Madame de Lescure tried to utter some kind of protest that she would not turn the poor old man out of his only bed, but she succeeded badly in the attempt, for her heart was sad within her, and she hardly knew what she was saying. They all followed Father Jerome out of the chapel, of which he locked the door, and putting the key into his pocket, strode into the humble dwelling opposite.
They found Father Bernard seated over a low wood fire, in a small sitting-room, in which the smell arising from the burning of damp sticks was very prevalent. There was one small rickety table in the middle of the room, and one other chair besides that occupied by the host, and with these articles alone the room was furnished. That there was no carpet in a clergyman’s house in Poitou was not remarkable; indeed it would have been very remarkable if there had been one; but the total want of any of the usual comforts of civilized life struck even Madame de Lescure, unsuited as she was at the present moment to take notice of such things.
The old man did not rise, but stared at them somewhat wildly: he was nearly doting from age; and fear, poverty, and sorrow, added to his many years, had now weighed him down almost to idiotcy. Father Jerome did the honours of the house; he made Madame de Lescure sit down on the chair, and then bustling into the kitchen, brought out a three legged stool, which he wiped with the sleeve of his coat, and offered to Marie. Then he took Chapeau to the door, and whispered to him some secret communication with reference to supper; in fact, he had to confess that there was nothing in the house but bread, and but little of that. That neither he or Father Bernard had a sou piece between them, and that unless Chapeau had money, and could go as far as the village and purchase eggs, they would all have to go supperless to bed. Chapeau luckily was provided, and started at once to forage for the party, and Father Jerome returned into the room relieved from a heavy weight.

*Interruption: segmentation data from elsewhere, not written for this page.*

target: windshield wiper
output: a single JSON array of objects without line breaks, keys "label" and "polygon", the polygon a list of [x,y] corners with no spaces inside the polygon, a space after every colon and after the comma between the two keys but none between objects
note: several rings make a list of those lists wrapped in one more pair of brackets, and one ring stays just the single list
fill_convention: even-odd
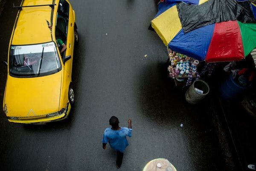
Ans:
[{"label": "windshield wiper", "polygon": [[42,60],[43,60],[43,56],[44,55],[44,47],[43,47],[43,51],[42,51],[42,56],[41,56],[41,59],[39,61],[39,64],[38,65],[38,76],[39,76],[40,73],[40,70],[41,69],[41,66],[42,66]]},{"label": "windshield wiper", "polygon": [[24,62],[25,62],[25,63],[26,65],[26,66],[27,66],[28,67],[29,67],[29,68],[30,69],[30,70],[32,70],[31,68],[30,67],[29,67],[29,64],[26,62],[26,61],[24,61]]},{"label": "windshield wiper", "polygon": [[56,54],[56,50],[55,50],[55,48],[53,47],[53,49],[54,49],[54,53],[55,53],[55,60],[56,61],[56,66],[57,66],[57,70],[58,72],[58,62],[57,60],[57,54]]}]

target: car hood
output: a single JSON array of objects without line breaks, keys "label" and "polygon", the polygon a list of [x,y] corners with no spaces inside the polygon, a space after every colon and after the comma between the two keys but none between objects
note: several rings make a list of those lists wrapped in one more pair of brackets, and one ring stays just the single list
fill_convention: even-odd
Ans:
[{"label": "car hood", "polygon": [[35,78],[8,75],[4,103],[7,116],[32,117],[58,111],[61,72]]}]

“My dear old friend here,” said he, laying his hand on the old man’s arm, “has not much to offer you; but I am sure you are welcome to what -he has. There is not a heart in all La Vendee beats truer to his sovereign than his. Old age, misfortune, and persecution, have lain a heavy hand on him lately, but his heart still warms to the cause. Does it not my old friend?” And Father Jerome looked kindly into his face, striving to encourage him into some little share of interest in what was going on.
“I don’t think I’ll ever be warm again,” said the old man, drawing his chair still nearer to the dull smoky fire, and shivering as he did so. “Everything is cold now. I don’t understand why these ladies are come here, or what they’re to do; but they’re very welcome, Jerome, very welcome. A strange man came in just now, and said they must have my bed.”
“Oh no, Sir,” said Madame de Lescure, inexpressibly shocked at the dreadful misery of the poor old man; “indeed, indeed, we will not. It is only for one night, and we shall do very well. Indeed, we would not turn you out of your bed.”